One important indicator is how smooth the spiral lines are. Generally speaking, smooth, continuous lines indicate strong motor control. Uneven, jagged, or wavering lines frequently signify the existence of tremors, which are typical in a number of neurological disorders. Measurements are made of the tremor waves’ height (amplitude) and frequency (number of waves per unit length). Elevated frequency and amplitude are suggestive of more serious problems with motor control. Repeatedly deviating from the planned spiral trajectory indicates a hand movement incapacity, which is a typical sign in several circumstances. The precision, recall, F1-score, and support for each class are included in the classification report. These are crucial metrics for assessing a classifier’s effectiveness. An easy-to-understand indicator called the accuracy score determines how many of the model’s overall predictions were accurate. When combined, these three components offer a thorough assessment of the classifier’s performance using the test dataset.
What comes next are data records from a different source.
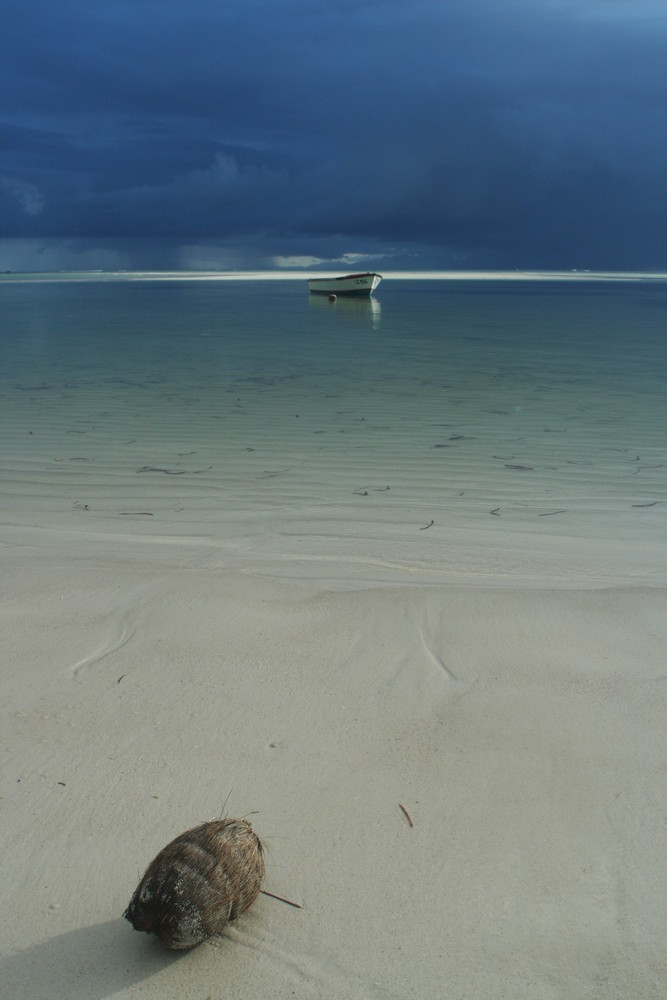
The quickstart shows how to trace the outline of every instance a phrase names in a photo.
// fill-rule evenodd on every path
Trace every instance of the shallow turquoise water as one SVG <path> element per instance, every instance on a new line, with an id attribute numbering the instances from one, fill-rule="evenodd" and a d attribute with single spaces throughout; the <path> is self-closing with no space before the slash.
<path id="1" fill-rule="evenodd" d="M 335 545 L 358 520 L 665 527 L 665 284 L 388 280 L 330 304 L 291 281 L 4 281 L 0 298 L 9 523 L 84 507 L 104 530 L 145 511 L 137 530 L 215 536 L 273 512 L 284 553 L 299 526 Z"/>

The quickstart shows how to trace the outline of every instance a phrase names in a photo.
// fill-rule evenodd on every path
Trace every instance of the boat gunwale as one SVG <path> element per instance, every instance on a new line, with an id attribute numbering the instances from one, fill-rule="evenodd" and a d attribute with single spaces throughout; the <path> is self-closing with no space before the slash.
<path id="1" fill-rule="evenodd" d="M 382 275 L 378 274 L 377 271 L 359 271 L 357 274 L 339 274 L 336 277 L 323 277 L 323 278 L 308 278 L 308 284 L 312 281 L 351 281 L 354 278 L 380 278 Z"/>

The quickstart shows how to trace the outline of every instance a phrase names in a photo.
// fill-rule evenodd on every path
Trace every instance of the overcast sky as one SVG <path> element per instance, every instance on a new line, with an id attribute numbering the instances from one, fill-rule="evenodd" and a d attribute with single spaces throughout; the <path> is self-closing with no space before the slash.
<path id="1" fill-rule="evenodd" d="M 667 269 L 667 0 L 20 0 L 0 269 Z"/>

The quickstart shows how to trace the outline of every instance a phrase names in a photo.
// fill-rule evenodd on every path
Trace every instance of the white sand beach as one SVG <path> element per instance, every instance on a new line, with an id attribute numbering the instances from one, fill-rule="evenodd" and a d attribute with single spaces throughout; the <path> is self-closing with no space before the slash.
<path id="1" fill-rule="evenodd" d="M 664 995 L 664 587 L 201 556 L 4 533 L 6 996 Z M 121 914 L 223 806 L 301 909 L 169 953 Z"/>

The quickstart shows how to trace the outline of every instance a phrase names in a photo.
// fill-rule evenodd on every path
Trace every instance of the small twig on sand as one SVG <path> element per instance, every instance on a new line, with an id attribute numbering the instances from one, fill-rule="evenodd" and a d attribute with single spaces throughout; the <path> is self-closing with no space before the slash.
<path id="1" fill-rule="evenodd" d="M 288 906 L 294 906 L 297 910 L 303 909 L 301 903 L 293 903 L 291 899 L 285 899 L 284 896 L 276 896 L 275 892 L 269 892 L 268 889 L 260 889 L 260 892 L 263 892 L 265 896 L 270 896 L 271 899 L 277 899 L 281 903 L 287 903 Z"/>
<path id="2" fill-rule="evenodd" d="M 400 802 L 398 803 L 398 805 L 399 805 L 399 807 L 400 807 L 400 809 L 401 809 L 401 812 L 403 813 L 403 815 L 404 815 L 404 816 L 405 816 L 405 818 L 407 819 L 408 823 L 410 824 L 410 826 L 411 826 L 411 827 L 412 827 L 412 826 L 414 826 L 415 824 L 414 824 L 414 823 L 412 822 L 412 820 L 410 819 L 410 813 L 409 813 L 409 812 L 408 812 L 408 810 L 407 810 L 407 809 L 405 808 L 405 806 L 401 805 L 401 803 L 400 803 Z"/>

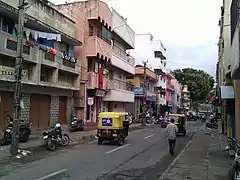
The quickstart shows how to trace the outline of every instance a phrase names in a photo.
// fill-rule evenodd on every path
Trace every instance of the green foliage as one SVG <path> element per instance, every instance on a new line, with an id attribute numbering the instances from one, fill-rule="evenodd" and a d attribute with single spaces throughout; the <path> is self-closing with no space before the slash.
<path id="1" fill-rule="evenodd" d="M 205 100 L 213 89 L 213 77 L 203 70 L 192 68 L 176 69 L 174 74 L 182 85 L 188 85 L 190 97 L 193 101 Z"/>

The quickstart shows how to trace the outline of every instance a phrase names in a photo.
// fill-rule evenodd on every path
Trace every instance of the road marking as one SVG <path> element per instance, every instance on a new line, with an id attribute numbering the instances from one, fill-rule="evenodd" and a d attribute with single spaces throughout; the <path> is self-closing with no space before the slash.
<path id="1" fill-rule="evenodd" d="M 115 151 L 118 151 L 118 150 L 120 150 L 120 149 L 126 148 L 126 147 L 128 147 L 128 146 L 130 146 L 130 144 L 125 144 L 124 146 L 120 146 L 120 147 L 115 148 L 115 149 L 113 149 L 113 150 L 111 150 L 111 151 L 107 151 L 106 154 L 113 153 L 113 152 L 115 152 Z"/>
<path id="2" fill-rule="evenodd" d="M 148 139 L 148 138 L 153 137 L 153 136 L 155 136 L 155 135 L 156 135 L 156 134 L 151 134 L 151 135 L 149 135 L 149 136 L 144 137 L 144 139 Z"/>
<path id="3" fill-rule="evenodd" d="M 69 177 L 69 173 L 67 169 L 61 169 L 59 171 L 53 172 L 51 174 L 48 174 L 44 177 L 41 177 L 37 180 L 50 180 L 53 178 L 60 179 L 60 177 Z"/>

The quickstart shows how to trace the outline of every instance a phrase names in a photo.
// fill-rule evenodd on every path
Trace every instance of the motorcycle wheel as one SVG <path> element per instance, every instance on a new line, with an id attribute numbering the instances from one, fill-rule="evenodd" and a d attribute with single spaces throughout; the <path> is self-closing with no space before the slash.
<path id="1" fill-rule="evenodd" d="M 67 134 L 63 134 L 63 137 L 61 139 L 61 145 L 67 146 L 70 143 L 70 137 Z"/>
<path id="2" fill-rule="evenodd" d="M 47 148 L 50 150 L 50 151 L 54 151 L 56 149 L 56 144 L 52 142 L 52 139 L 51 138 L 48 138 L 47 139 Z"/>
<path id="3" fill-rule="evenodd" d="M 23 132 L 22 137 L 21 137 L 21 141 L 22 141 L 22 142 L 27 142 L 28 139 L 29 139 L 29 134 L 28 134 L 28 132 L 27 132 L 27 131 Z"/>
<path id="4" fill-rule="evenodd" d="M 240 179 L 240 175 L 239 175 L 239 172 L 234 172 L 234 179 L 233 180 L 239 180 Z"/>

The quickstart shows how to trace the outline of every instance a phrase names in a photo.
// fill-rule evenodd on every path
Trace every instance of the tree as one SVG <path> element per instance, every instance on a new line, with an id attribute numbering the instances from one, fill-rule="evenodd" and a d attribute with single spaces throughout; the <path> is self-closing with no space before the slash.
<path id="1" fill-rule="evenodd" d="M 184 68 L 173 71 L 175 78 L 182 84 L 187 85 L 190 97 L 193 101 L 206 100 L 214 86 L 214 79 L 203 70 Z"/>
The model’s performance in classifying PD is shown by the confusion matrix. The model demonstrated a high recall rate by correctly identifying 42 (true positives) out of 47 real Parkinson’s cases. However, it affected the precision by incorrectly predicting Parkinson’s in three healthy persons (false positives), as shown in
Figure 10. Furthermore, five genuine Parkinson’s cases were overlooked by the model (false negatives), which is important for a precise diagnosis. Nine out of twelve examples (true negatives) were properly detected by the model for healthy persons.
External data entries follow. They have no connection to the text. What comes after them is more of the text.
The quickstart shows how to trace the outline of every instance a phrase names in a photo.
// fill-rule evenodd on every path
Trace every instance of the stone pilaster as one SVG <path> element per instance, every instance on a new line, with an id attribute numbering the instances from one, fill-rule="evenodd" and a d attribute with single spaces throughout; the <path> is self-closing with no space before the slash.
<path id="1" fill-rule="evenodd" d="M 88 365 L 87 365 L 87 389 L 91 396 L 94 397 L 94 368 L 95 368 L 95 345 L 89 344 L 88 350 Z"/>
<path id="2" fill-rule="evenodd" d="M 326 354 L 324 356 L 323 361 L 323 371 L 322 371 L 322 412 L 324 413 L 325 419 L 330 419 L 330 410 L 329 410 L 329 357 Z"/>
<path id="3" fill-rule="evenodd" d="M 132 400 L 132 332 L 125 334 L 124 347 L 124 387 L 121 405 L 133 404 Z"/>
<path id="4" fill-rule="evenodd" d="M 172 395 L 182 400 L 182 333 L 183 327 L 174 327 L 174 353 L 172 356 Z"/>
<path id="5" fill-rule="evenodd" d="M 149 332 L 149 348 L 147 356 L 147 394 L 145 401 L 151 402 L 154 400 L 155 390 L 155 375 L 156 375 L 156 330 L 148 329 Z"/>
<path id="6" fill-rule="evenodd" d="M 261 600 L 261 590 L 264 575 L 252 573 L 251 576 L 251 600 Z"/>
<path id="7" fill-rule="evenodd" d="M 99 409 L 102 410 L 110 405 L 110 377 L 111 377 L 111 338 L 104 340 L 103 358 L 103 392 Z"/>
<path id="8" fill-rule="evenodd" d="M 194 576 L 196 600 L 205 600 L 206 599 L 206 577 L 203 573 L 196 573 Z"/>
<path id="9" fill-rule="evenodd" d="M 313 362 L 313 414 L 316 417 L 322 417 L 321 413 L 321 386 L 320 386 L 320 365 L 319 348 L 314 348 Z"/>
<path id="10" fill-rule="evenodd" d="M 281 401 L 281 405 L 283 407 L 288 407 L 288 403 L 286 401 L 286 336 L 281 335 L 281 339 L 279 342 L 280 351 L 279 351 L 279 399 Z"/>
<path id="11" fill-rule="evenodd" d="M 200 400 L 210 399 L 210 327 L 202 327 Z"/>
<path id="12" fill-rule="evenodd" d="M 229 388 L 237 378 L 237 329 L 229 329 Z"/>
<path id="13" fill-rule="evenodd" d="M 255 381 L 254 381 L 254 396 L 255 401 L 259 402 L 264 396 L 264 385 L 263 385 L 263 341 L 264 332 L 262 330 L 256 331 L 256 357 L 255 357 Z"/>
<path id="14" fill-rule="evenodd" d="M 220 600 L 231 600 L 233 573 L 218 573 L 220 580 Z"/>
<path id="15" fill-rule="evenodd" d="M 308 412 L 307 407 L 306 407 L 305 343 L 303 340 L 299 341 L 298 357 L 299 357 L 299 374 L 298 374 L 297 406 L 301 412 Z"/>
The classification report indicates the performance of the model in distinguishing between healthy individuals (class 0) and those with Parkinson’s (class 1). The model has a precision of 0.64 and a recall of 0.75 for class 0, meaning it correctly identifies 64% of the predictions for healthy individuals and captures 75% of actual healthy cases. For class 1, the precision is 0.93 and recall is 0.89, indicating the model accurately predicts 93% of Parkinson’s cases and correctly identifies 89% of actual Parkinson’s instances. The overall accuracy of the model is 86.44%, as shown in
Table 12, which suggests that it performs well when classifying the images with an overall balanced precision, recall, and F1-score, especially for identifying PD. Out of all the positive predictions the model makes, precision indicates the percentage of real positive predictions (erroneously classified as Parkinson’s). For example, our model’s accuracy for the Parkinson’s class was 0.93, which means that 93% of the people who were predicted to have the disease were really diagnosed.
Recall measures how effectively the model detects Parkinson’s Disease patients by dividing the number of true positives by the total number of actual positives. With a recall of 0.89 for the Parkinson’s class, 89% of the real Parkinson’s patients were correctly recognized by the model.
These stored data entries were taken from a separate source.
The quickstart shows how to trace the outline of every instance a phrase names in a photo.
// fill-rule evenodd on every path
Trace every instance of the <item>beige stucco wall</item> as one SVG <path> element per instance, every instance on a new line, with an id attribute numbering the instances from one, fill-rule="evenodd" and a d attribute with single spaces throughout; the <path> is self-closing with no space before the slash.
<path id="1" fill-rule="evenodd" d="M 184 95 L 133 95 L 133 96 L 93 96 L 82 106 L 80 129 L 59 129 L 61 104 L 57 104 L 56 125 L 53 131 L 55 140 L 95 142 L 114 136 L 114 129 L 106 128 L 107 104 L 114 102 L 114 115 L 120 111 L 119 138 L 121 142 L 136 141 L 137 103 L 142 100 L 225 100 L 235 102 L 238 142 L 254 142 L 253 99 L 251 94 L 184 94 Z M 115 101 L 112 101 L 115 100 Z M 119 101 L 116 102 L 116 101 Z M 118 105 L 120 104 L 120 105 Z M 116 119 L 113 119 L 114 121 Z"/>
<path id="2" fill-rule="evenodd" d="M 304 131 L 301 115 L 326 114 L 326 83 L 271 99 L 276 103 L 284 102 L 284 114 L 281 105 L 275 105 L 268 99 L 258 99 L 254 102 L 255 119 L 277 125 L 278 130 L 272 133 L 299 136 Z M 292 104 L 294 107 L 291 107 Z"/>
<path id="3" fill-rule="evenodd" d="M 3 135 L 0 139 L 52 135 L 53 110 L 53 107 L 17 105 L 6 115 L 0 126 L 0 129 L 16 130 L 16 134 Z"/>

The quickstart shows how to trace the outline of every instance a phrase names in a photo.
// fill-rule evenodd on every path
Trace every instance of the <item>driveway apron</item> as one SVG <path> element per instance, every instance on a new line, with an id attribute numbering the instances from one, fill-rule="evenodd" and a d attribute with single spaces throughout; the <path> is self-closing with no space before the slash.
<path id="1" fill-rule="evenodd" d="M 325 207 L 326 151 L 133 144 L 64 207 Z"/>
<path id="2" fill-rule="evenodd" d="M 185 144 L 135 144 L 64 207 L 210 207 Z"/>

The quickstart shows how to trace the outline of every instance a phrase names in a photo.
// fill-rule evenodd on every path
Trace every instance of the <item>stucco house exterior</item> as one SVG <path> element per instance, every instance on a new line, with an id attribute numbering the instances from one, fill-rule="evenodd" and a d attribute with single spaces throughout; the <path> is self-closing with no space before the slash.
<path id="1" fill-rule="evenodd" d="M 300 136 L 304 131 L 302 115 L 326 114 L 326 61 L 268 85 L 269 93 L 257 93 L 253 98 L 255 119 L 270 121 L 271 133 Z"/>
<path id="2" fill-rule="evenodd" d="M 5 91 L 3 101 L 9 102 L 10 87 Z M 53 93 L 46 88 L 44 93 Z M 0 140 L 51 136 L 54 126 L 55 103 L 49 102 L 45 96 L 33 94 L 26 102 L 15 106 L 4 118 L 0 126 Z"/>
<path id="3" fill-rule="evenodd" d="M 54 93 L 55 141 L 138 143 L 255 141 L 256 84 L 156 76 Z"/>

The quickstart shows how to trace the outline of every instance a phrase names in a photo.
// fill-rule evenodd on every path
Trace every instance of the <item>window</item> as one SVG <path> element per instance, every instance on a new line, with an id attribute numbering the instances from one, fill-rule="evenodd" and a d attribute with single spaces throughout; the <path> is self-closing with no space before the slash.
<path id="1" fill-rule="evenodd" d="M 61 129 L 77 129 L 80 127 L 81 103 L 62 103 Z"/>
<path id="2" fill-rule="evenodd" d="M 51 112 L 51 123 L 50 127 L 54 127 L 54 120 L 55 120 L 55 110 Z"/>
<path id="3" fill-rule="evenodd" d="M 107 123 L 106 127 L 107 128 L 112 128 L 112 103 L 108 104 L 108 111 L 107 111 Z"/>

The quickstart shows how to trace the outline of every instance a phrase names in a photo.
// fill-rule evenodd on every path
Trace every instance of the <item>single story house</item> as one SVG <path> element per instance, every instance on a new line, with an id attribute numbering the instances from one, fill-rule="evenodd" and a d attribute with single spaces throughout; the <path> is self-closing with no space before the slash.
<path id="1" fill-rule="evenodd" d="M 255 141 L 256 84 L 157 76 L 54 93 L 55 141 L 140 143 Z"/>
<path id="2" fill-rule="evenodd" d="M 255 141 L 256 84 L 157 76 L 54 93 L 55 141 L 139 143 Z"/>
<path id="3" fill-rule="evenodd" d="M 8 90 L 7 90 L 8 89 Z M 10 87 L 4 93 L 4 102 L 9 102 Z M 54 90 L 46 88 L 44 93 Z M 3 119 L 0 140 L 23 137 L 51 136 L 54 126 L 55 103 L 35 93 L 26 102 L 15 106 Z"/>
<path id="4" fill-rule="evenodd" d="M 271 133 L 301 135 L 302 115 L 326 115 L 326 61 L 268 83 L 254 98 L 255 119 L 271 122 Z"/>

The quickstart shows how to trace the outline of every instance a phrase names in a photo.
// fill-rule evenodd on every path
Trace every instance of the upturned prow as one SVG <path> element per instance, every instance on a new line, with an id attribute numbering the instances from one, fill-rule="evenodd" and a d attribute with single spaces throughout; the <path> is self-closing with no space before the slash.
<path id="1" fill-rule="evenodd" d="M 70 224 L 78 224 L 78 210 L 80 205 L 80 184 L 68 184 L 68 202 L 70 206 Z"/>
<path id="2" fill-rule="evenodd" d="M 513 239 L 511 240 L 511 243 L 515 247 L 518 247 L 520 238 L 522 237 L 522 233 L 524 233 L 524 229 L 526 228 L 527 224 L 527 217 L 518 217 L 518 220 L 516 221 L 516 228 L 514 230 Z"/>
When working with unbalanced classes, the F1-Score offers a balanced statistic as it is the harmonic mean of precision and recall. The model shows a solid balance between accurately identifying people with the condition and reducing false positives, as seen by its F1-score of 0.91 for the Parkinson’s class.
As the ratio of accurate predictions (both for healthy and Parkinson’s patients) to the total number of occurrences, accuracy measures the overall correctness of the model for both groups. With an accuracy of 0.86, our model was able to classify 86% of the cases correctly.